Cakewalk . . . a word that has come to mean something that is easy to do. As in . . . getting my hubby to try a new beer is a cakewalk . . . see NBT.
A cakewalk originated as a dance performed by African Americans during and after the US Civil War when blacks were segregated from polite white society. People of color were not invited to public events like parties and balls . . . but as servants they were often in attendance. Not for the fun of course . . . they had the “pleasure” of watching white folks twist, twirl and strut doing the popular dances of those days.

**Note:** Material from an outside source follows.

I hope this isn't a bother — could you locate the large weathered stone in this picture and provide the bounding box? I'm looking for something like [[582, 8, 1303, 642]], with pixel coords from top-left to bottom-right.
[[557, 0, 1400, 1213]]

It eventually became a competition between couples to see who could cakewalk the most gracefully or extravagantly. Perhaps as a further extension of the joke, this promenade was often done in a circle with a cake in the middle. Whichever couple had the most style or flamboyance in their struts got to take home the cake.

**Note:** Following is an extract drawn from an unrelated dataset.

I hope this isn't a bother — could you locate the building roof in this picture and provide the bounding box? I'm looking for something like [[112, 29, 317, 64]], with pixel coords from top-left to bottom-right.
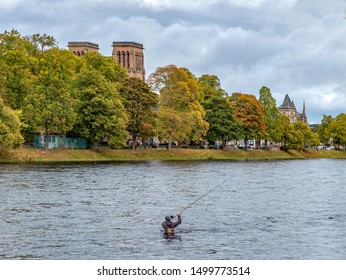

And that’s how the phrase “take the cake” originated and came to mean to take the prize.
The funny thing is that the cakewalk was further popularized by the white performers of Vaudeville in the next century. So . . . the cakewalk was a dance done by black people to mock the white people who did it to make fun of the black people . . . in essence they were only goofing on themselves.
1 (8 Ounce) Package Refrigerated Crescent Roll Dough
4 Cheese Sticks, Halved
1 (3.5 Ounce) Package Sliced Pepperoni
Garlic Butter Glaze:
2 Tablespoons Butter, Melted
1/2 Teaspoon Italian Seasonings
1/4 Teaspoon Garlic Powder
1 Tablespoon Grated Parmesan Cheese
Preheat oven to 350 degrees.
Take each triangle of crescent roll dough and place about 6 pepperoni on the bottom of the triangle. Place half of a cheese stick on top and roll up. Place seam side down on a cookie sheet and bake for 10-14 minutes or until golden brown.
While rolls are cooking, combine the melted butter, Italian seasonings, garlic powder and Parmesan cheese in a small bowl.
When rolls are done remove from the oven and brush with the garlic butter glaze. Serve with marinara or ranch for dipping.